Ruadhan MacCormaic, Irish Times (Dublin), May 29, 2008
Just 12 per cent of Chinese immigrants, and 22 per cent of Lithuanians, are ‘highly integrated’ into Irish society, according to a major study by researchers at UCD.
The report, Getting On, assessed the experience of four migrant groups—Nigerians, Chinese, Indians and Lithuanians—across a selection of political, economic and social indicators.
It found that more than 90 per cent of Indian respondents and over 70 per cent of Nigerians indicated medium to high levels of integration. However, half of Chinese respondents showed low or very low integration levels, while almost 40 per cent of Lithuanians were placed in the same category.
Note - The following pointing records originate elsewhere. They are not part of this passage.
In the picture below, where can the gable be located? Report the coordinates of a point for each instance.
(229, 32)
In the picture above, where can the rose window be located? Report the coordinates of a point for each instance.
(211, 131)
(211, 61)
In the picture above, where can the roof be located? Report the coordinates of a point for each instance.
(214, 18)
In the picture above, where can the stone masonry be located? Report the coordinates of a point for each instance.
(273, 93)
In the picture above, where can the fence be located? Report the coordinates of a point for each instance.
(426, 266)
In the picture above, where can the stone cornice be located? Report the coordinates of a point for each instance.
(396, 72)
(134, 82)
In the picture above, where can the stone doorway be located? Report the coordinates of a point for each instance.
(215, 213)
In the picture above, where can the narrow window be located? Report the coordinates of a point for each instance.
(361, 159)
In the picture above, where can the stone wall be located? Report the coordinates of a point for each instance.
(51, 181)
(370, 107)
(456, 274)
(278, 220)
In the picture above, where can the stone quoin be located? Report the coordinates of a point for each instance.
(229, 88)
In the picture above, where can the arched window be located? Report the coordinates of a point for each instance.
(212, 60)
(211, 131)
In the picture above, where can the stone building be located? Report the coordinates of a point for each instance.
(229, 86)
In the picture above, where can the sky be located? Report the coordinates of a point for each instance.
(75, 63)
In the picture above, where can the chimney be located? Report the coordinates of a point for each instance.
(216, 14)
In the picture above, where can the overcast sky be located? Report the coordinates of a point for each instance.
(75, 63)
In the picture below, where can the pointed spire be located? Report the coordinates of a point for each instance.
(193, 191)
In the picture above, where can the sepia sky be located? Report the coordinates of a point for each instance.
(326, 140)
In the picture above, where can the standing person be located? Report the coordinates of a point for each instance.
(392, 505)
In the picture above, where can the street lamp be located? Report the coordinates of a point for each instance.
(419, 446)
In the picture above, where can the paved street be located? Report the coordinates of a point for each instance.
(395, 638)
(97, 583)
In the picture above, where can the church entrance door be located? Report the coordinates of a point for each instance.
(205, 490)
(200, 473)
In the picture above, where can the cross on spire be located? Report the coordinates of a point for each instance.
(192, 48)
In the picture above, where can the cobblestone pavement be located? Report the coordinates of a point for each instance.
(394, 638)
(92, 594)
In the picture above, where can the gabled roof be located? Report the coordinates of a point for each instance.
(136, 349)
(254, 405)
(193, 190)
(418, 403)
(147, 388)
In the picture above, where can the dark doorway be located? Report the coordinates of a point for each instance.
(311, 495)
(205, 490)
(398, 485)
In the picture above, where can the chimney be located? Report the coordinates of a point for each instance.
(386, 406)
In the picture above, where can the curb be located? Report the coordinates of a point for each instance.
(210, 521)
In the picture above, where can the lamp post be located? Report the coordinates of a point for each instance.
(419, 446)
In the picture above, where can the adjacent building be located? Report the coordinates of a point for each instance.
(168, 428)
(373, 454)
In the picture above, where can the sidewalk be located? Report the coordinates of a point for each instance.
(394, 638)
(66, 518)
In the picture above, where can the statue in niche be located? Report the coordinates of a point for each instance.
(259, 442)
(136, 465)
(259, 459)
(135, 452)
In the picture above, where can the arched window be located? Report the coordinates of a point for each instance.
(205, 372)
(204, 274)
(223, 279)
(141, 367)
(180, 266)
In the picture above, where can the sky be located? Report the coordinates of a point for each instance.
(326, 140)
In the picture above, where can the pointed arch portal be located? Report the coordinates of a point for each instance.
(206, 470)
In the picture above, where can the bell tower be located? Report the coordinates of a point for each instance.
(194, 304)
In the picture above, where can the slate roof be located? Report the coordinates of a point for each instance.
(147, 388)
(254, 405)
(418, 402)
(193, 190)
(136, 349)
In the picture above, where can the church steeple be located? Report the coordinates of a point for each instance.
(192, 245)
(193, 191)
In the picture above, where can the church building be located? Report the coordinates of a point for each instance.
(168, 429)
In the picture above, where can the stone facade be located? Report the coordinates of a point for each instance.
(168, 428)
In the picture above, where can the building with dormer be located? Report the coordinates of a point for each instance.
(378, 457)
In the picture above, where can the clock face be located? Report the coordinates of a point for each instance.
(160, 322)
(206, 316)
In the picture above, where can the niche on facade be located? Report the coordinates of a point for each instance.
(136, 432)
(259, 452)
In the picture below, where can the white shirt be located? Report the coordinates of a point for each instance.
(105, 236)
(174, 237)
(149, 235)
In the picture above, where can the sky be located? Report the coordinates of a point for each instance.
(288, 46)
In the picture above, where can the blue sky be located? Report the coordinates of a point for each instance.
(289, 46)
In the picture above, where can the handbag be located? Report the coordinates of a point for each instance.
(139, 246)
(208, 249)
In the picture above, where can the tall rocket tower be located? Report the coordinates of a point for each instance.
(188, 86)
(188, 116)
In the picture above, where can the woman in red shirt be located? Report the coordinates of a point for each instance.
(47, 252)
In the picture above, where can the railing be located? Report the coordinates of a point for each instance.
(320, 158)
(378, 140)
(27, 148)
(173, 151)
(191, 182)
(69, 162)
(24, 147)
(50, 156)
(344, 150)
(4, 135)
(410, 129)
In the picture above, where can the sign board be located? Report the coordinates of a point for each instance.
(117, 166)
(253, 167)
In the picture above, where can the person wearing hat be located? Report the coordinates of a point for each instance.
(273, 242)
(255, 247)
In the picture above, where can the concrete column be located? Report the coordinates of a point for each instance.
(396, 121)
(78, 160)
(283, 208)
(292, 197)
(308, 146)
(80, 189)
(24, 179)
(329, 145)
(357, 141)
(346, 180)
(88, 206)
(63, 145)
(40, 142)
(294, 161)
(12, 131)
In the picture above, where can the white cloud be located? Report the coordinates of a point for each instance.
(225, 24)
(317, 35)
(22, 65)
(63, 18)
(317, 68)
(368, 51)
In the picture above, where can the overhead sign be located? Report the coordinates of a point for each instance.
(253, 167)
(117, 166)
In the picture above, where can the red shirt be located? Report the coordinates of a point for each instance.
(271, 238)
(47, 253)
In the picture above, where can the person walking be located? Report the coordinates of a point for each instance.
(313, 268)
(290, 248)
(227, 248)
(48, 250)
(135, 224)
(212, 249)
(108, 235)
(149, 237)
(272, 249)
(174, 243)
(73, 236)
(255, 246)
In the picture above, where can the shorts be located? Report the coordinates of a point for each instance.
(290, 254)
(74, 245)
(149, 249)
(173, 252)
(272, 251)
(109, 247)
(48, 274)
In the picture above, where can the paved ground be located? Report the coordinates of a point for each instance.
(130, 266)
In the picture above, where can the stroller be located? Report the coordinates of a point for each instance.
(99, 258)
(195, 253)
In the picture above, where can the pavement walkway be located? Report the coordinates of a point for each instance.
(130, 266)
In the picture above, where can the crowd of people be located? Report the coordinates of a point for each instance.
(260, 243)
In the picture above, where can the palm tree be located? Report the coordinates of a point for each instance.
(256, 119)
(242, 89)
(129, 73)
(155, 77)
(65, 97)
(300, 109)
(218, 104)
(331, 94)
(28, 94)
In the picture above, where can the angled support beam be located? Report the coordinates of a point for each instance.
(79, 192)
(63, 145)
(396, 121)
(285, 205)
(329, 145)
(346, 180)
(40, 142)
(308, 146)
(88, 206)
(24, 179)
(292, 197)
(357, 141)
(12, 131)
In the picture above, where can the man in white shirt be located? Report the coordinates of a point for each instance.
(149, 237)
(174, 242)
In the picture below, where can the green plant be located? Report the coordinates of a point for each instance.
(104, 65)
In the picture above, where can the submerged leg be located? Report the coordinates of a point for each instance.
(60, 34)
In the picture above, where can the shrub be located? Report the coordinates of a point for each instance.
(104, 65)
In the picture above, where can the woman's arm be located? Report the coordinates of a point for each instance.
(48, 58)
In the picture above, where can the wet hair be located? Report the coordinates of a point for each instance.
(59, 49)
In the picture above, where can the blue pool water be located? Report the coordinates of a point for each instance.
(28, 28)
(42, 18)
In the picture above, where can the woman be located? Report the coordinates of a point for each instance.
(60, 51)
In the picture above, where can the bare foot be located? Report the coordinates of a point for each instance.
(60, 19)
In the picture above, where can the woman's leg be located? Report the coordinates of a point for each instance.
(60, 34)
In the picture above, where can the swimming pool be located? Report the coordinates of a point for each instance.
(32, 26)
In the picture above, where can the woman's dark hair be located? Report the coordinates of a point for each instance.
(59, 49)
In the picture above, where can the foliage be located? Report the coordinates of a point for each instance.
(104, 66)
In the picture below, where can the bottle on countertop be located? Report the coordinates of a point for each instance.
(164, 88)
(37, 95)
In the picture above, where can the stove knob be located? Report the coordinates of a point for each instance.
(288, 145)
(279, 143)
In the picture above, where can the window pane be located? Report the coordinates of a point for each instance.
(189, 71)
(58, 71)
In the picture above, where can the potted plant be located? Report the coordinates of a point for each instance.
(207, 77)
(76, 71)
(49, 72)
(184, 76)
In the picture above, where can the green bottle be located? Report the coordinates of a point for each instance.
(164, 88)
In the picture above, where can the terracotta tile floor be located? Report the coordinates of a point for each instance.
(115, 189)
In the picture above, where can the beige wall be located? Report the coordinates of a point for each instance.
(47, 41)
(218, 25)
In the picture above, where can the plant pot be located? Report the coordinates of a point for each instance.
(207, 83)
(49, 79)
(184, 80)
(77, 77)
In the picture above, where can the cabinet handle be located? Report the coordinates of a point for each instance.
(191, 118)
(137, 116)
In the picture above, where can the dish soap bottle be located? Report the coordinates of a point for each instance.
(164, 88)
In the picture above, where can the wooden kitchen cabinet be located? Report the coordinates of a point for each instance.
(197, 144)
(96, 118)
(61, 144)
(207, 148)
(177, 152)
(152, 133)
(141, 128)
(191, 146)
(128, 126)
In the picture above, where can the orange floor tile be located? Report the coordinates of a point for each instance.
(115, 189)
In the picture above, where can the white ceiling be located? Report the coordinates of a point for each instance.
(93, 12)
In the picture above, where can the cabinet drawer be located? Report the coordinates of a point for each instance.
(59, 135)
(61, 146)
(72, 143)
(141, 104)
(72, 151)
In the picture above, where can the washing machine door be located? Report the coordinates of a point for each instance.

The research identified a person’s immigration status as one of the key determinants of integration. Although Chinese respondents had very low rates of involvement in trade unions, the figures for all other groups were higher: 7 per cent of Indians, 8 per cent of Lithuanians and 25 per cent of Nigerians.
There were noticeable differences in employment rates, with Lithuanian and Indian respondents having significantly higher levels than those from the other groups.
The report was commissioned by the Immigrant Council of Ireland and carried out by 12 researchers at UCD.
It found that while Indians worked in similar occupations in Ireland as in their home country, there was evidence of ‘de-skilling’ across all four groups.
This was most apparent for Nigerians, who experienced a significant change from managerial, business and government occupations to services and childcare.
Despite this, however, a significant majority in each group believed its financial situation had improved since coming to Ireland.
Chinese nationals were least convinced of a positive change, and this group also reported the lowest levels of income, with 59 per cent earning an average annual income of less than EUR 14,400. That may be connected to their status, since student visa holders may only legally work for 20 hours a week.
Indian respondents had the highest incomes, with 67 per cent reporting an average annual income of greater than EUR 31,720.
Respondents highlighted young people as a source of anti-immigrant sentiment, with some interviewees reporting that young people had thrown stones or eggs at them. Others had friends who had been physically assaulted.
Overall, the report finds a clear desire—if not the opportunity—among migrants for social interaction with fellow residents.
The immigrant council makes 27 detailed recommendations in the report, including in areas such as family reunification, naturalisation procedures and English language training.